Member of the House of Representatives
- In office 31 August 2009 – 16 December 2012
- Preceded by: Fumio Kyūma
- Succeeded by: Kanji Kato
- Constituency: Nagasaki 2nd

Personal details
- Born: 30 October 1980 Nagasaki, Japan
- Party: Independent
- Other party: DPJ (2008–2012) Green Wind (2012) TPJ (2012–2013)
- Alma mater: Hiroshima Shudo University

= Eriko Fukuda =

Japanese politician (born 1980)

Eriko Fukuda (福田衣里子, Fukuda Eriko) is a former Japanese politician who served as a member of the House of Representatives for Nagasaki 2nd district from 31 August 2009 to 16 December 2012. Born in Nagasaki, Fukuda originally attended Hiroshima Shudo University to study psychology, but left after a year to travel Europe. After returning to school in 2001, she discovered that she was infected with Hepatitis C, and dropped out of school to seek treatment.

Fukuda discovered that she was given a blood-clotting agent while still a baby in 1980, which had infected her with the virus along with many others from the 1970s to the early 1990s. In 2004, she became a party to litigation against the government, and became a face of the lawsuit as one of the few people to announce her real name. In 2007, the Diet enacted a law providing compensation to those that were affected. By then, Fukuda had "become a poster child for the battle against all things wrong with the government and bureaucracy."

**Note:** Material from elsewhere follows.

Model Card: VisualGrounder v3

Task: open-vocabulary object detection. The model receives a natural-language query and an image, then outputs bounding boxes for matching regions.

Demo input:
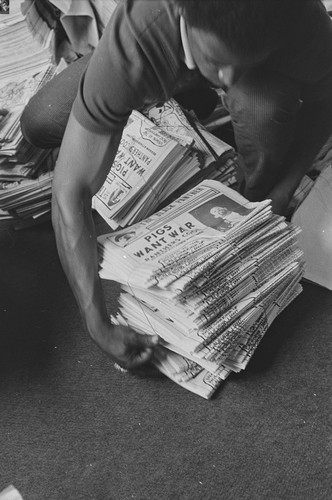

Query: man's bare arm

A year later, Fukuda was handpicked by Democratic Party of Japan (DPJ) party leader Ichirō Ozawa in a party attempt to appeal to voters who were tired of longtime Liberal Democratic Party rule. She won the election against Fumio Kyūma, who had represented Nagasaki in the House of Representatives for 30 years, 50.4% to 44.3%. Shortly before the 2012 elections, Fukuda jumped from the DPJ to the Tomorrow Party of Japan, then to the Green Wind party. After losing her seat in the election, she retired from politics to start a family with her husband, whom she married six months prior.